Kini saya tidak perlu cemas lagi jika kerjaan saya di sekolah belum kelar, saya bisa membawanya ke rumah dengan jaringan internet yang sama, IndiHome dari Telkom Indonesia.
Sesudah berkenalan lebih dekat dengan IndiHome, saya tidak pernah khawatir lagi dengan jaringan. Jaringan IndiHome mampu menembus hujan dan badai. Di daerah kaki pegunungan tempat saya tinggal juga tidak pernah ada masalah dengan jaringan IndiHome.

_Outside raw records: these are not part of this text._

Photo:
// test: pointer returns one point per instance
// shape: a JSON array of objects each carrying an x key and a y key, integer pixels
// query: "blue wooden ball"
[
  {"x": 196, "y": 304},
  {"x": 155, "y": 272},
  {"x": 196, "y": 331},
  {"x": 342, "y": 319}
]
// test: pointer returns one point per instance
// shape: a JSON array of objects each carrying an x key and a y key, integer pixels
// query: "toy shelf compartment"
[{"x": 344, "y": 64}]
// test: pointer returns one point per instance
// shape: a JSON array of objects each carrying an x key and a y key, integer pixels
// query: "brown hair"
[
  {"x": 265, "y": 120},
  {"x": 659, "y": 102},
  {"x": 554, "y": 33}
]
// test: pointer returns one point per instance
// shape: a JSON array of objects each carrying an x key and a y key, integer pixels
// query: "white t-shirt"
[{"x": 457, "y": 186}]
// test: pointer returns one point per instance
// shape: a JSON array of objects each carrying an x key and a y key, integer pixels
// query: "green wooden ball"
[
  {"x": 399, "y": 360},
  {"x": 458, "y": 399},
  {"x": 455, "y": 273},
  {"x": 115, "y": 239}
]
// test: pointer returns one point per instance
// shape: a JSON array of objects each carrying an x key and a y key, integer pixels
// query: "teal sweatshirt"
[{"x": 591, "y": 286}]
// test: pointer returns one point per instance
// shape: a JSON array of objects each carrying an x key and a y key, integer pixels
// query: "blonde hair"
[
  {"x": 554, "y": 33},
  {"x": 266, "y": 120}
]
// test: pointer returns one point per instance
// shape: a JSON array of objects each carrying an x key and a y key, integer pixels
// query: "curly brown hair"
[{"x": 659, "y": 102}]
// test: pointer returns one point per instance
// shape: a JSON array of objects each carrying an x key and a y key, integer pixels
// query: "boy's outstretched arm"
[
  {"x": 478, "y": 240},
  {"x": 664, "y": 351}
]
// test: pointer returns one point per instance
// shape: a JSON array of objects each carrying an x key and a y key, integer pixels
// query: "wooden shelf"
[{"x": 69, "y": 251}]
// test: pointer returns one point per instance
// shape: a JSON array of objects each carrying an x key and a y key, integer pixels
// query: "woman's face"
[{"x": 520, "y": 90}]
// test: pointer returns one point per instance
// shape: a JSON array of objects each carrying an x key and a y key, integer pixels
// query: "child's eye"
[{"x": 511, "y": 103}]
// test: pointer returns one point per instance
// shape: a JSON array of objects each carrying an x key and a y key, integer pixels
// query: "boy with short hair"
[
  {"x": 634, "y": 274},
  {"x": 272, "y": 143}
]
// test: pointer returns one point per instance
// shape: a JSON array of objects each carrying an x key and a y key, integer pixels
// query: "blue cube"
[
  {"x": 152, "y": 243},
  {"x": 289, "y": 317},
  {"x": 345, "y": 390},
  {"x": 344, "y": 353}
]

Ketika saya mencoba mengecek tes kecepatan jaringan IndiHome, hasilnya luar biasa mengesankan. Kecepatan download mencapai 29,08 Mbps sementara kecepatan upload menembus 5,92 Mbps. Padahal di luar sedang ada hujan petir.Â
Saya masih terus belajar dan akan terus belajar. Menjadi guru hanyalah sebagai profesi utama namun berkat internet saya bisa memiliki banyak sampingan yang meskipun belum semenghasilkan para Youtuber kenamaan Indonesia, setidaknya saya bisa melakukan banyak hal berkat internet provider IndiHome. Dan inilah yang biasa saya bagikan ke murid saya, mereka tidak perlu takut dengan masa depan, internet datang untuk menuntun ke arah yang lebih baik.